Dawid will now proceed to the national final, which will take place in the National Library of Ireland in Dublin on 2nd December. The event will see 29 students from across the country compete in the junior, intermediate and senior categories for the Seamus Heaney Poetry Aloud Award.
Poetry Aloud is an annual poetry speaking competition for post-primary school students across the island of Ireland and was launched in 2006 as Yeats Aloud, becoming Poetry Aloud in 20017. Since then, it has grown enormously from just a few hundred entries to over 1,600 entries in 2016. The prescribed poems in this year’s competition reflect on 1916, World War 1 and also include the work of contemporary Irish poets.
Dawid from Coláiste Chiaráin in Croom, saw off competition from participants who travelled from 74 schools nationwide and will compete in next month’s final in the intermediate category. Each category winner will receive €300 as well as book tokens to the value of €300 for the winner’s school library. An overall winner will be chosen from the three category winners and will receive a further €200, the Seamus Heaney perpetual trophy and a signed book of poetry.
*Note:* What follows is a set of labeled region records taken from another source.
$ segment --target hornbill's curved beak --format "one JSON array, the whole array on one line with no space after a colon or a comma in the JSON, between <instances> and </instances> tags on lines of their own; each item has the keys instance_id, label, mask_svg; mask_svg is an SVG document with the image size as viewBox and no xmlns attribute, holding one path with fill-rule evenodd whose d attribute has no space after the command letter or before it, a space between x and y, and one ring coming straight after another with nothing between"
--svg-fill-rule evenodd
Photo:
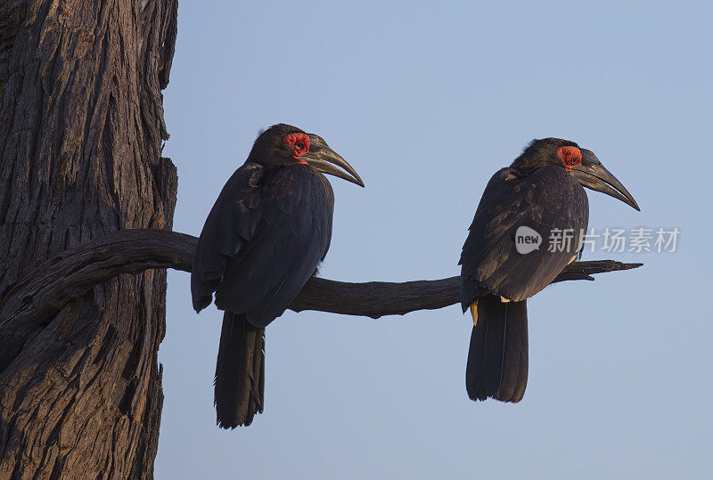
<instances>
[{"instance_id":1,"label":"hornbill's curved beak","mask_svg":"<svg viewBox=\"0 0 713 480\"><path fill-rule=\"evenodd\" d=\"M582 152L582 164L572 168L572 176L582 186L606 193L641 211L631 193L611 172L604 168L594 151L586 149L579 149L579 151Z\"/></svg>"},{"instance_id":2,"label":"hornbill's curved beak","mask_svg":"<svg viewBox=\"0 0 713 480\"><path fill-rule=\"evenodd\" d=\"M309 136L309 151L301 155L300 159L304 159L307 163L320 172L343 178L361 187L364 186L364 182L356 170L352 168L351 165L341 158L341 155L332 150L324 138L315 134L307 134L307 135ZM335 166L341 167L348 173L340 170Z\"/></svg>"}]
</instances>

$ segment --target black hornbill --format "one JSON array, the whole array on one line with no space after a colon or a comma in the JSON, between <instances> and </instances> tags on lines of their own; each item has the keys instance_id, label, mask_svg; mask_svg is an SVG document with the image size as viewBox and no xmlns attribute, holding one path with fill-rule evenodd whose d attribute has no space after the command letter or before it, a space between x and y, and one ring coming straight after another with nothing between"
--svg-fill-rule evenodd
<instances>
[{"instance_id":1,"label":"black hornbill","mask_svg":"<svg viewBox=\"0 0 713 480\"><path fill-rule=\"evenodd\" d=\"M250 425L262 412L265 327L283 314L329 249L334 193L320 172L364 186L323 138L273 126L255 141L203 225L191 290L196 312L210 305L213 292L225 311L215 378L224 428Z\"/></svg>"},{"instance_id":2,"label":"black hornbill","mask_svg":"<svg viewBox=\"0 0 713 480\"><path fill-rule=\"evenodd\" d=\"M526 299L581 251L589 218L583 186L639 209L592 151L559 138L533 140L488 182L459 262L461 304L473 319L465 372L471 400L522 399L528 382ZM542 244L533 249L537 235ZM527 241L533 243L522 248Z\"/></svg>"}]
</instances>

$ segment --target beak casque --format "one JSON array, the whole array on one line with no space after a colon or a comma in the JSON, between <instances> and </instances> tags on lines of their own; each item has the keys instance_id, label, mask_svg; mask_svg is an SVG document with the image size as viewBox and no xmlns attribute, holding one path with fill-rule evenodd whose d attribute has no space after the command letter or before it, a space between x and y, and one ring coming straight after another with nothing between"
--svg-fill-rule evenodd
<instances>
[{"instance_id":1,"label":"beak casque","mask_svg":"<svg viewBox=\"0 0 713 480\"><path fill-rule=\"evenodd\" d=\"M342 159L341 155L332 150L324 138L314 134L307 134L307 135L309 136L309 151L302 155L300 159L304 159L307 163L322 173L343 178L360 187L364 186L364 182L356 170Z\"/></svg>"},{"instance_id":2,"label":"beak casque","mask_svg":"<svg viewBox=\"0 0 713 480\"><path fill-rule=\"evenodd\" d=\"M582 164L572 168L572 176L586 188L606 193L641 211L636 200L611 172L604 168L592 151L579 149Z\"/></svg>"}]
</instances>

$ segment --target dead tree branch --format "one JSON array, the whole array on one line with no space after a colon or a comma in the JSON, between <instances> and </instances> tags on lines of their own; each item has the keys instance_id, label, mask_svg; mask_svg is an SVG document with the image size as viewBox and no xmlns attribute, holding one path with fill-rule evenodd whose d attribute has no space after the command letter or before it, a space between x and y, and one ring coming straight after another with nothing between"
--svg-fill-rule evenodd
<instances>
[{"instance_id":1,"label":"dead tree branch","mask_svg":"<svg viewBox=\"0 0 713 480\"><path fill-rule=\"evenodd\" d=\"M94 285L121 273L153 268L191 271L198 239L161 230L123 230L73 247L34 269L2 299L0 335L18 334L41 324ZM642 264L614 260L575 262L554 282L594 280L592 275L628 270ZM291 310L318 310L379 318L457 304L458 277L403 283L349 283L313 278Z\"/></svg>"}]
</instances>

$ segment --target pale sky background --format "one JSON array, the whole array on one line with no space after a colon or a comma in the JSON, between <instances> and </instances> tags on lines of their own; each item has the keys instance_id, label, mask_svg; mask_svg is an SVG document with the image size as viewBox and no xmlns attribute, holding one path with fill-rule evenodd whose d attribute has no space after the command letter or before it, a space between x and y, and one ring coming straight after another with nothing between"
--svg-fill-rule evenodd
<instances>
[{"instance_id":1,"label":"pale sky background","mask_svg":"<svg viewBox=\"0 0 713 480\"><path fill-rule=\"evenodd\" d=\"M266 411L215 425L221 313L168 277L158 478L710 478L709 2L182 1L165 92L175 229L198 235L258 130L318 133L340 179L326 278L455 275L486 183L532 138L593 150L638 213L589 191L590 226L681 231L673 254L529 301L518 404L465 393L458 306L378 321L286 313Z\"/></svg>"}]
</instances>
The late Seamus Heaney was a significant supporter of Poetry Aloud. In 2009, he was presented by the British Library with the David Cohen Prize for Literature. In addition to the main award, the winner each year nominates the recipient of a subsidiary prize. In nominating Poetry Aloud for the award, Seamus Heaney cited the extraordinary way in which the competition seeks to celebrate the joy of speaking and listening to poetry as well as the fact that there is a strong North-South dimension to the competition.